4.1.De heffingsambtenaar doet op een bezwaarschrift dat niet is ingediend in de laatste zes weken van een kalenderjaar uitspraak in het kalenderjaar waarin het bezwaarschrift is ontvangen.[2]
5. Het bezwaarschrift is op 17 juni 2022 ingediend. De termijn om op het bezwaarschrift te beslissen eindigde in dit geval op 31 december 2022. De uitspraak op bezwaar is verzonden op 22 september 2022 (gedagtekend 6 oktober 2022).
6. Ter beoordeling staat of de uitspraak op bezwaar van 6 oktober 2022 tijdig bekend is gemaakt door verzending aan de gemachtigde van eiser. De gemachtigde stelt zich op het standpunt dat hij de uitspraak op bezwaar niet heeft ontvangen. De rechtbank overweegt dat het in beginsel aan de heffingsambtenaar is om aannemelijk te maken dat de stukken op het adres van de gemachtigde van eiser zijn ontvangen of aangeboden, dan wel dat de stukken hem op een andere manier hebben bereikt. De omstandigheid dat per post verzonden stukken in de regel op het daarop vermelde adres van de geadresseerde worden bezorgd of aangeboden, rechtvaardigt evenwel het vermoeden van ontvangst of aanbieding van de stukken op dat adres. Dit brengt mee dat de heffingsambtenaar in eerste instantie kan volstaan met het bewijs van verzending naar het juiste adres.[3]

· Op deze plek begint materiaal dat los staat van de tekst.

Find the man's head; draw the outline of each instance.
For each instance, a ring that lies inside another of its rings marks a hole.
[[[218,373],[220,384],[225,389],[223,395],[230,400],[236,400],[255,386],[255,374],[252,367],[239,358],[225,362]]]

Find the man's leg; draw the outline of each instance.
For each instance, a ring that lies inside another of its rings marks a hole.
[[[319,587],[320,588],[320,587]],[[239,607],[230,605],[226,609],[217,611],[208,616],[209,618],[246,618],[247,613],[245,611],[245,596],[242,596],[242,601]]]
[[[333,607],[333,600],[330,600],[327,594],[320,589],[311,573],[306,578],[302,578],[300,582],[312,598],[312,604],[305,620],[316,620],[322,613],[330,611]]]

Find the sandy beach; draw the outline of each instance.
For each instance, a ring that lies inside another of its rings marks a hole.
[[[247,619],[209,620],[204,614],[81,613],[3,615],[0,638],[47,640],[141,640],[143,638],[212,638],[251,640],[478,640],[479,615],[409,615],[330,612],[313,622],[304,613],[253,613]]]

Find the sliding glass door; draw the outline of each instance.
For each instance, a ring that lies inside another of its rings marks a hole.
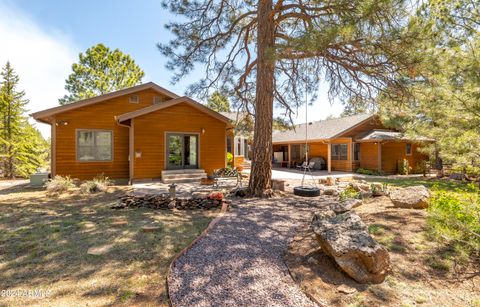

7. De uitspraak is twee weken voor de dagtekening aangemaakt en verzonden naar het privéadres van de gemachtigde van eiser ( [postadres] ), zoals blijkt uit de verzendadministratie die de heffingsambtenaar heeft overgelegd. Hieruit blijkt dat tijdig uitspraak op bezwaar is gedaan en dat deze ook tijdig is verzonden. De schermprints tonen aan dat de uitspraak op bezwaar in een batch van in totaal 5.151 documenten is geprint met een 2D code, in een envelop is gedaan om 10:00 uur en op 22 september 2022 door de gemeente in een batch is aangeboden aan PostNL. PostNL heeft de heffingsambtenaar gemeld dat bij deze batch geen uitval heeft plaatsgevonden. Het vorderingsnummer, zoals vermeld op de schermprint van de uitspraak op bezwaar, komt overeen met het nummer op de uitspraak op bezwaar. Hiermee is aannemelijk geworden dat de uitspraak op bezwaar de gemachtigde van eiser heeft bereikt. Dat de uitspraak aan het privéadres van de gemachtigde is verzonden maakt op zich niet dat aannemelijk is dat hij de gemachtigde niet zou hebben bereikt. Het betoog van eiser dat [A B.V.] en zijn medewerkers zijn gemachtigd en niet alleen mr. N.G.A. Voorbach, maakt dit niet anders. De heffingsambtenaar mocht ervan uitgaan dat mr. N.G.A. Voorbach als gemachtigde van eiser optrad nu alle brieven in de bezwaarprocedure zijn ondertekend door mr. N.G.A. Voorbach.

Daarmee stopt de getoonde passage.